This puzzled me. I'm pretty sure it's one of those unsolvable questions, but I'd want to know if it's not.
Two members of the species Homo Economus, A and B, live next to each other. A wants to buy an easement (a right to cross B's property, without which he cannot bring anything onto his lot) from B so that he can develop his property. B, under the law, has an absolute right to exclude A, meaning that nothing happens unless B agrees to it. The cost to B of granting this easement is $10 - it's over a fairly remote part of his land and he's not using it for anything else. A values the easement at $500,000, because he's got a sweet spot to build his dream house, if only he could construction equipment and whatnot to it. A and B know each others costs and values. They are "rational" and purely self-interested and bargaining costs zero. What's the outcome? I'm guessing it's "Between $5 and $500k," or "There is no deal unless one can credibly commit to being irrational." But I'm really not sure.
This could be asked as "In a bilateral monopoly situation where the seller's reservation price is $5 and the buyer's is $500,000, what is the predicted outcome?" But I figured the concrete example might make it more concrete.
Now that I've written this, I'm tempted to develop a "True price fallacy" and its implications for utilitarian measurement. But that's a separate matter entirely.

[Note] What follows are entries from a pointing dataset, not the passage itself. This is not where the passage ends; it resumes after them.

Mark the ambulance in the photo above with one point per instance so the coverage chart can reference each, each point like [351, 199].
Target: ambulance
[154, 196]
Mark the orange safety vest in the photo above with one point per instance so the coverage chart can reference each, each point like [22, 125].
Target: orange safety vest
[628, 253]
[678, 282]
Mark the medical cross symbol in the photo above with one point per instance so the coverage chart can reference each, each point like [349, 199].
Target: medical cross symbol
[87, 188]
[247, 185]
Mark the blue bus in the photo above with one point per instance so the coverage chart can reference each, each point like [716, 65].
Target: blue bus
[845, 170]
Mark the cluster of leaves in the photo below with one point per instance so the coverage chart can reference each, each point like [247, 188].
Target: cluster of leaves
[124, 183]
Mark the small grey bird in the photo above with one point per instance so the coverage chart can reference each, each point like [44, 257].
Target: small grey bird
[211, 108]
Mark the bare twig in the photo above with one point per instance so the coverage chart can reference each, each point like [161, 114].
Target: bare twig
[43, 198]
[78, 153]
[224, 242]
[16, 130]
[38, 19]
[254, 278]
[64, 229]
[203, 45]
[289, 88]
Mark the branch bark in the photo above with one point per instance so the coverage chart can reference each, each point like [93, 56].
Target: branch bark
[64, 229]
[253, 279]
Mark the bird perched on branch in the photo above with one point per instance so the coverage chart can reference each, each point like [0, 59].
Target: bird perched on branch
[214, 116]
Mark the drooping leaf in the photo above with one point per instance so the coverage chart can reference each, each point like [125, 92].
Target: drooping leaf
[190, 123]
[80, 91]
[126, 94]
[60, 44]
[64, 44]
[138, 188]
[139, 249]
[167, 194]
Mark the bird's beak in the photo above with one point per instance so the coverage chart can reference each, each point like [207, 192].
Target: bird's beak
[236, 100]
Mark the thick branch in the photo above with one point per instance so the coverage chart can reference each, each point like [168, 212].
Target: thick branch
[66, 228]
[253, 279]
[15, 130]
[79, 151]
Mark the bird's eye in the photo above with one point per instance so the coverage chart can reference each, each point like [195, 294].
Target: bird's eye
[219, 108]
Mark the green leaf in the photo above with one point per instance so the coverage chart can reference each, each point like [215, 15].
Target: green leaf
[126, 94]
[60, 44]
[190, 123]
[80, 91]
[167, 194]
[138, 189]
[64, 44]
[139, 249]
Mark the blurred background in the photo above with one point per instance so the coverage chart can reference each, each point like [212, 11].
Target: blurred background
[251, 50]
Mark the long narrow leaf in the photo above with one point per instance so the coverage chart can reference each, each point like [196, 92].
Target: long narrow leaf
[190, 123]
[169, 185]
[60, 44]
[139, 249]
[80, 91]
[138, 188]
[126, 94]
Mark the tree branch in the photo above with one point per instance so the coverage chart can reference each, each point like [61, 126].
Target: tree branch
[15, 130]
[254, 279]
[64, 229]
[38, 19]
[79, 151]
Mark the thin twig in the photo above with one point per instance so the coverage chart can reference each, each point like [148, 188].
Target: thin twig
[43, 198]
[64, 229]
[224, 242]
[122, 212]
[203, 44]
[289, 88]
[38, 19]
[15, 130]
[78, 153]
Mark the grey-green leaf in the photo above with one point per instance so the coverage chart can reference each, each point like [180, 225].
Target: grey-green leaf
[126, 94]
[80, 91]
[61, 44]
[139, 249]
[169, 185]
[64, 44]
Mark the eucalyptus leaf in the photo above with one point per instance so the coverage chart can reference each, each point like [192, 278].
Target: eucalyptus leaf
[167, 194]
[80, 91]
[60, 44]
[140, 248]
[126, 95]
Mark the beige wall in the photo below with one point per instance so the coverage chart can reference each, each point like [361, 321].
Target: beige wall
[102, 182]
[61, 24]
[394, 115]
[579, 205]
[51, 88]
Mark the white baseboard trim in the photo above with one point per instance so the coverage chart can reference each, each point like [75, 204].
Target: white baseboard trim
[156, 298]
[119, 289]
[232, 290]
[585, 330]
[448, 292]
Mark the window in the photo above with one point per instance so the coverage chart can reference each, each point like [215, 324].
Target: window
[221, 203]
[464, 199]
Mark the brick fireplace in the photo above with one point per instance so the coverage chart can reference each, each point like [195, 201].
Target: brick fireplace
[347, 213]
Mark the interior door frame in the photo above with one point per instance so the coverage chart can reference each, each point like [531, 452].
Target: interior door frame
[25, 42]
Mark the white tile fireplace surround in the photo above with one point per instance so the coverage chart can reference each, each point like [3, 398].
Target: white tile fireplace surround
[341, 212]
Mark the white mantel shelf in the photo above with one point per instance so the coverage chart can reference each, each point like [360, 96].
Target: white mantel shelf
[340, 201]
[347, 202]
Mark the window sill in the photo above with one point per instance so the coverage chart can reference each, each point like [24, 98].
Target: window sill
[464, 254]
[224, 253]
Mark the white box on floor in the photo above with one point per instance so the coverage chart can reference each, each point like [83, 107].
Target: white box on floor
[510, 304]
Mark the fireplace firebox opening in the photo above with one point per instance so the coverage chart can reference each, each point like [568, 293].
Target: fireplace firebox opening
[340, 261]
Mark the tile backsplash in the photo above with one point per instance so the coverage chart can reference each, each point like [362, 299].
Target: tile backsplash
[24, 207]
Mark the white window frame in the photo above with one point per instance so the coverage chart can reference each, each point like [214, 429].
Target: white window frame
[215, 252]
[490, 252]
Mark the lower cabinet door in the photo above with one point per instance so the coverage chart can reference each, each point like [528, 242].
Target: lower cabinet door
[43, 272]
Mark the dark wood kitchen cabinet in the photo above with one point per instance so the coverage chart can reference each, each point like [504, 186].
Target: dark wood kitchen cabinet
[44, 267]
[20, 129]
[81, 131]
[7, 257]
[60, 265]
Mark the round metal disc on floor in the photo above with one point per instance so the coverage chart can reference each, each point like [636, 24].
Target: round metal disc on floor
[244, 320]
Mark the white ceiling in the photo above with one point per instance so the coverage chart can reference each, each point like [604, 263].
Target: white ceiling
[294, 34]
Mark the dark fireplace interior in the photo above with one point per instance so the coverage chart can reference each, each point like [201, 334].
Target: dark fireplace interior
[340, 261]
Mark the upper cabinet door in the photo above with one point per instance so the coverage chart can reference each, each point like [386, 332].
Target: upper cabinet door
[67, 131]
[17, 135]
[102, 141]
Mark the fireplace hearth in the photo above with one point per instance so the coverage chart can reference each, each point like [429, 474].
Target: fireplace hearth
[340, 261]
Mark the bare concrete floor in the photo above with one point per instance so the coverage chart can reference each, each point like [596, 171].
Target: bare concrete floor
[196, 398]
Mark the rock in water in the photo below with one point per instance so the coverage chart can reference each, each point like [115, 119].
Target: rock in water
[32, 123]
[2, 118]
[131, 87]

I think it doesn't matter how long they have to decide, if we are resolved to ignore intuitive hunches for Schelling points and causal updating (which are important in practice, but not in principle). You can see any problem as one-step by deciding a whole (possibly infinite) strategy instead of just the next action. The questions governing the way this strategy should be chosen are similar (for the purposes of my comment) to what happens with simple ultimatum game.
The original problem is symmetrical: there is a potential trade which will benefit both A and B, and they need to strike a price. The Ultimatum game is asymmetrical: one player goes first. This seems to me a conclusive proof that this problem cannot be modelled as an Ultimatum game.